Propped back up, mended, brought back to life … Angela de la Cruz: Upright at Ikon, Birmingham. Photograph: Tom Bird/Courtesy Ikon

And then it clicks: none of the artworks here are actually on the verge of collapse, they’ve already collapsed, this is them all repaired, propped back up, mended, brought back to life.

Angela de la Cruz’s own body is in a similar state. She uses a wheelchair after a stroke left her unable to walk. Her body isn’t as functional as it used to be, but it still works.

Something resembling form and function … Three Legged Chair on Stool. Photograph: © Angela de la Cruz. Courtesy Lisson Gallery

And her art reflects that sense of mending, patching and bodging together. A white plinth is balanced on a white leather sofa, a wobbly three-legged chair is plonked on a stool, a piano is whacked on top of another piano so it can be played standing up, a red painting is teetered on top of another collapsed canvas. Everything is broken, but cobbled together into something resembling form and function.

That double upright piano was made for a performance of The Nutcracker in collaboration with the Birmingham Royal Ballet. In the way the nutcracker doll gets broken and fixed, or ballet dancers’ pointe shoes get snapped in half to function, everything here is about repairing the seemingly irreparable and getting on with the job.

The piano works as a sculpture, but falls a bit flat when you see it being played. Making a pianist stand isn’t that radical or limiting in terms of performance (hey, Billy Joel’s been doing it for decades).

But that work does change the whole feel of the show. It makes the paintings and sculptures suddenly feel like a cast of broken ballerinas, somehow still twirling and plié-ing.

The work’s reliance on the tropes of modernism – monochromes, minimalism, etc – makes it all feel a bit formal and cold on a surface level.
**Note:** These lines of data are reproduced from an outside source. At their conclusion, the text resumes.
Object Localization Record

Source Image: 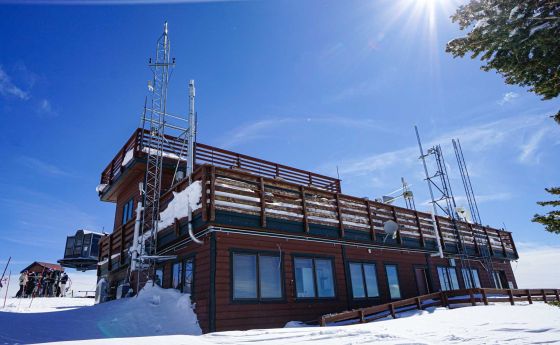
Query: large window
[461,268,481,289]
[294,257,335,298]
[349,262,379,298]
[385,265,401,299]
[437,266,459,291]
[232,253,282,300]
[122,198,134,224]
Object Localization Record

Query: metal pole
[414,126,443,258]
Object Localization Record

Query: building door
[414,267,430,295]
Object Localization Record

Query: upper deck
[97,130,518,264]
[99,128,341,201]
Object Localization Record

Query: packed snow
[0,284,201,344]
[158,181,202,230]
[0,285,560,345]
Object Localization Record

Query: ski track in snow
[0,287,560,345]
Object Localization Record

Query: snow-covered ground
[0,286,560,345]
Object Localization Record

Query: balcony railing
[101,128,341,192]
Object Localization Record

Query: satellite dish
[383,220,399,242]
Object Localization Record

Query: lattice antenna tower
[414,126,470,269]
[140,22,188,268]
[451,139,494,285]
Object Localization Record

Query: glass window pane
[364,264,379,297]
[155,267,163,286]
[294,258,315,297]
[471,269,482,288]
[259,256,282,298]
[233,254,257,298]
[448,267,459,290]
[385,265,401,299]
[315,259,334,297]
[350,264,366,298]
[183,258,194,293]
[171,262,181,290]
[461,268,472,289]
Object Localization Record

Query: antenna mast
[451,139,495,286]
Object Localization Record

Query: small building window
[461,268,481,289]
[437,266,459,291]
[385,265,401,299]
[349,262,379,298]
[122,198,134,224]
[294,258,335,298]
[232,253,283,300]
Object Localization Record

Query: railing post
[480,289,488,305]
[525,289,533,304]
[389,303,397,319]
[508,289,515,305]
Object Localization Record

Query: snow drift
[0,284,202,344]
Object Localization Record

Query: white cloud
[37,99,58,116]
[498,92,519,105]
[518,127,551,164]
[512,242,560,288]
[0,65,30,101]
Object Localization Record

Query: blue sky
[0,0,560,282]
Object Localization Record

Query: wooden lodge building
[98,129,518,332]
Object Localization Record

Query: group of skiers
[16,269,69,298]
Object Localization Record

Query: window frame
[383,262,403,301]
[229,248,286,304]
[292,253,338,302]
[346,260,380,301]
[121,197,134,225]
[436,265,460,291]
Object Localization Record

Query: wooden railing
[319,288,560,326]
[101,128,341,192]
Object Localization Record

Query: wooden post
[480,289,488,305]
[389,303,397,319]
[259,177,266,228]
[299,186,309,233]
[335,193,344,238]
[391,206,402,245]
[365,199,375,242]
[210,166,216,222]
[508,289,515,305]
[525,289,533,304]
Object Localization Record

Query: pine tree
[446,0,560,124]
[533,187,560,234]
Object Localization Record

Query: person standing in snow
[60,272,68,297]
[16,271,28,298]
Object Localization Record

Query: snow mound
[158,181,202,230]
[0,285,202,344]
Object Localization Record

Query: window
[232,253,283,300]
[461,268,481,289]
[385,265,401,299]
[171,262,183,290]
[349,262,379,298]
[294,258,335,298]
[154,267,163,286]
[122,198,134,224]
[437,266,459,291]
[181,257,194,295]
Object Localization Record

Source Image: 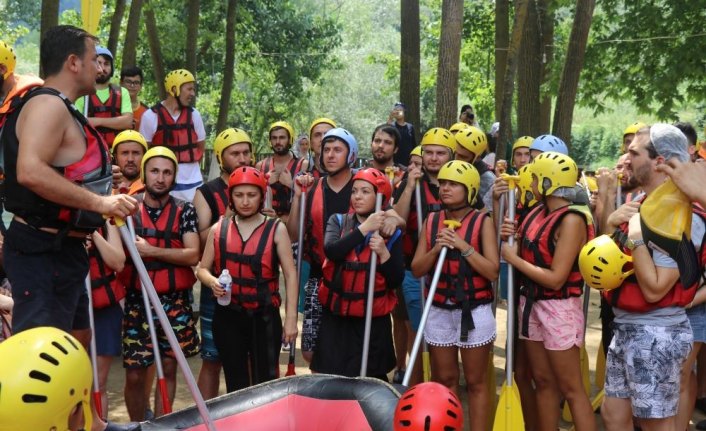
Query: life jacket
[425,209,493,342]
[303,178,353,268]
[601,195,706,313]
[152,103,203,163]
[88,228,126,310]
[260,157,304,215]
[213,217,282,310]
[519,205,595,337]
[319,214,402,317]
[118,196,196,295]
[87,85,123,147]
[402,174,442,268]
[1,87,113,232]
[198,177,228,226]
Which is a shame, because emotionally and conceptually it’s none of those things, really. These are funny, humorous artworks, filled with frustration – paintings angrily smashed to reflect the destruction of the body, then quickly repaired as tempers cooled. They’re deeply frail, properly human paintings and sculptures – and they tell a powerful story, one of staying strong in the face of adversity, one of getting back up, no matter how hard you fall. Because you might be limping or hobbled, but you’ve got to keep moving.